3. PCORI has been a pioneer in increasing the role of patients in research and thereby increasing stakeholder buy-in and support

PCORI is unique among US healthcare entities and large clinical research funders in the degree to which it requires patient engagement at all stages—from study design to output dissemination. As a result, the institute has the potential to play a meaningful role in capturing the full range of treatment benefits that are relevant to the patient and consumer perspective. Given that PCORI’s CER projects are informed by both scientific evidence and the lived experience of patients, the evidence generated from funded research could be very useful in real-world decision-making.

4. PCORI’s completed research and proposed national priorities position it to expand its work addressing health disparities and health equity

Given the growing focus on equity in the US healthcare system, PCORI’s funding of patient-centered outcomes research could be used to inform efforts to reduce disparities. Addressing disparities is part of both PCORI’s current and proposed National Priorities and Research Agenda and is in line with the vision of PCORI’s new executive director, Nakela Cook, who has stated publicly that addressing health equity and maternal health disparities are priorities for the organization. Part of their framework for funding research focuses on identifying disparities in prevention, diagnosis, and treatment effectiveness across populations such as those in rural areas and racial or ethnic minorities. PCORI has funded 105 CER studies related to improving health disparities as of March 2021, which aligns with Avalere’s findings that 17% of broad funding has been dedicated to addressing health disparities since the institute’s inception. Moving forward, the organization’s focus on engaging patients, families, and communities could produce outputs that inform meaningful changes based on their commitment to answering research questions that evaluate complex and interrelated factors that contribute to health disparities.

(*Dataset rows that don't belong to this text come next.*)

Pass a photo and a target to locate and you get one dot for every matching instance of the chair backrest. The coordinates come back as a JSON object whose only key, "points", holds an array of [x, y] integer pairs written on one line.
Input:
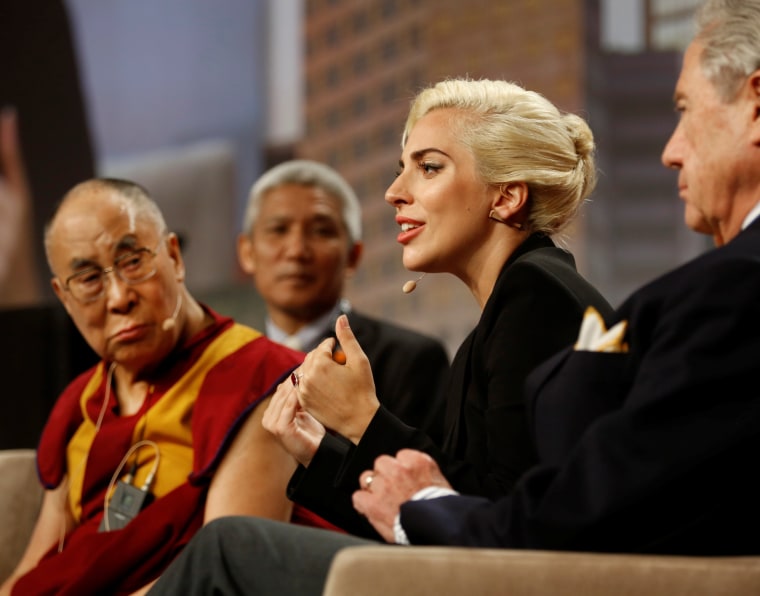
{"points": [[42, 351], [20, 500]]}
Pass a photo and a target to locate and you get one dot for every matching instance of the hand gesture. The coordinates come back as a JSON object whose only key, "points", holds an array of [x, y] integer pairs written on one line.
{"points": [[341, 396], [393, 481], [297, 431]]}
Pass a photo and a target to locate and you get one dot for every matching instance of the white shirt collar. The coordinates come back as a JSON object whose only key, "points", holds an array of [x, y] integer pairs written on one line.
{"points": [[310, 335]]}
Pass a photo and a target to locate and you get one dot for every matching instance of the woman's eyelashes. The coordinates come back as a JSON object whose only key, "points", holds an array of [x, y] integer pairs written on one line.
{"points": [[429, 167]]}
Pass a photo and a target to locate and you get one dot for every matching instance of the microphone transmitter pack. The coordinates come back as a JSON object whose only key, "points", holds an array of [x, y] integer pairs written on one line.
{"points": [[126, 503]]}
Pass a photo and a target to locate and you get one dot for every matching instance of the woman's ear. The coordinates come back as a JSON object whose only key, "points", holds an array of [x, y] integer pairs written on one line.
{"points": [[245, 254], [509, 203], [754, 90]]}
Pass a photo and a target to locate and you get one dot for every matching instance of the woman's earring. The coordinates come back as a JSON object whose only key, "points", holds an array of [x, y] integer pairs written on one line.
{"points": [[494, 216]]}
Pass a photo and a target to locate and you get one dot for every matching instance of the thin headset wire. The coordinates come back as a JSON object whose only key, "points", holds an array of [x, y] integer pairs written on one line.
{"points": [[117, 473]]}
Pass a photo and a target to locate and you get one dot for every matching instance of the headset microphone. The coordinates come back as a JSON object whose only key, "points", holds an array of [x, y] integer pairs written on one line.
{"points": [[169, 323], [411, 285]]}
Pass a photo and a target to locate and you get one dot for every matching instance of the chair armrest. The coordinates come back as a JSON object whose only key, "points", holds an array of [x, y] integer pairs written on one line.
{"points": [[420, 571], [20, 501]]}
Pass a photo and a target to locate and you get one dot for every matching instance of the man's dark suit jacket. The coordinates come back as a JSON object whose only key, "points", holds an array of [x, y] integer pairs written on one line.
{"points": [[409, 370], [535, 309], [655, 450]]}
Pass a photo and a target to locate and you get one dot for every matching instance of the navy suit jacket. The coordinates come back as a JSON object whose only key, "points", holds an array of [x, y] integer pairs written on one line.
{"points": [[535, 308], [654, 450]]}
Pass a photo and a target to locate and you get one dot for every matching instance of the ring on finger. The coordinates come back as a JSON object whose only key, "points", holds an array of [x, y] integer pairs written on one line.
{"points": [[296, 378]]}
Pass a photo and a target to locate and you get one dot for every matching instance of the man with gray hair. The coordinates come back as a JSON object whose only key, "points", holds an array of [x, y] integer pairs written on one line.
{"points": [[648, 443]]}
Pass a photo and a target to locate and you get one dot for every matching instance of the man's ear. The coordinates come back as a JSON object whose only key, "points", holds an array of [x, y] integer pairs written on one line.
{"points": [[354, 256], [510, 200], [175, 254], [245, 254], [60, 293], [753, 84]]}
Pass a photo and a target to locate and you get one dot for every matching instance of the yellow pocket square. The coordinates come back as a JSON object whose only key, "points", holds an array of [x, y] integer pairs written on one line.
{"points": [[595, 337]]}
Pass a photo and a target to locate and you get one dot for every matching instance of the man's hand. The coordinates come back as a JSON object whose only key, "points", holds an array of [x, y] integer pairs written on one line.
{"points": [[298, 432], [341, 396], [393, 481]]}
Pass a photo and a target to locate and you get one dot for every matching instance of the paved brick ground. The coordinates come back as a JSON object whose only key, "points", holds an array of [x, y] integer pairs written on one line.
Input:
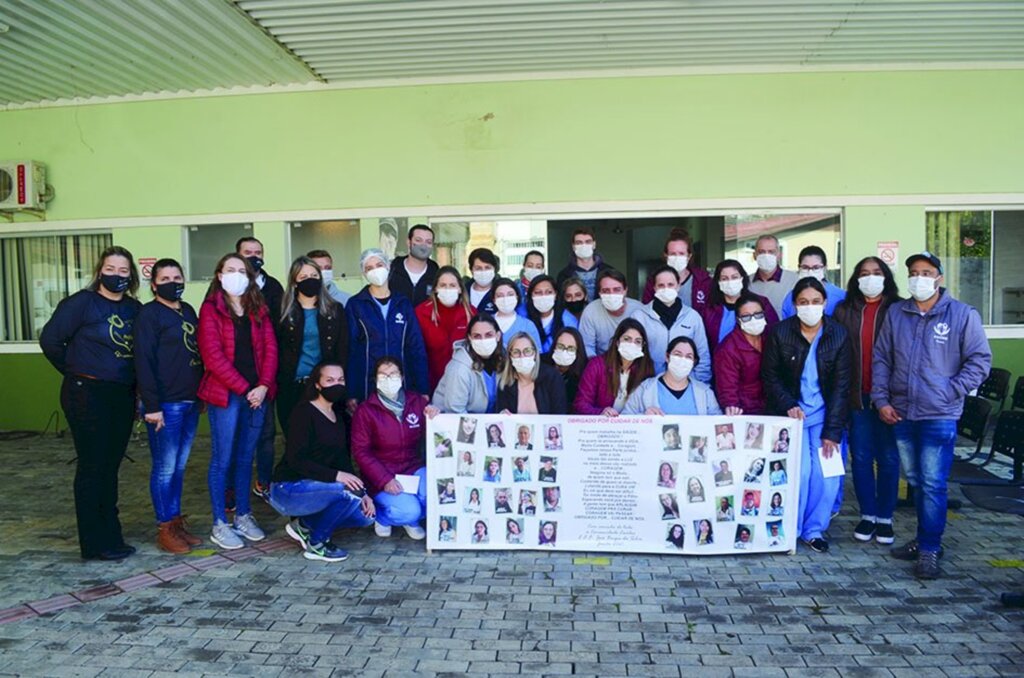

Download Avalere analysis of PCORI’s recent research funding allocations.

Methodology

Avalere analyzed PCORI’s publicly available grant funding data from pcori.org and classified projects based on definitions provided by “Research We Support” and PCORI’s annual reports. Avalere consulted PCORI’s website and annual reports on funding opportunities to understand how PCORI defined research categories. Funding projects not listed as research projects or methodological research were classified as general infrastructure, primarily composed of engagement award projects and PCORnet Clinical Data Research Networks. Non-drug interventions categorized as “other” included a range of other care approaches (e.g., non-medical interventions such as acupuncture) that did not fall within screening and diagnostic tests, devices and procedures, or behavioral health.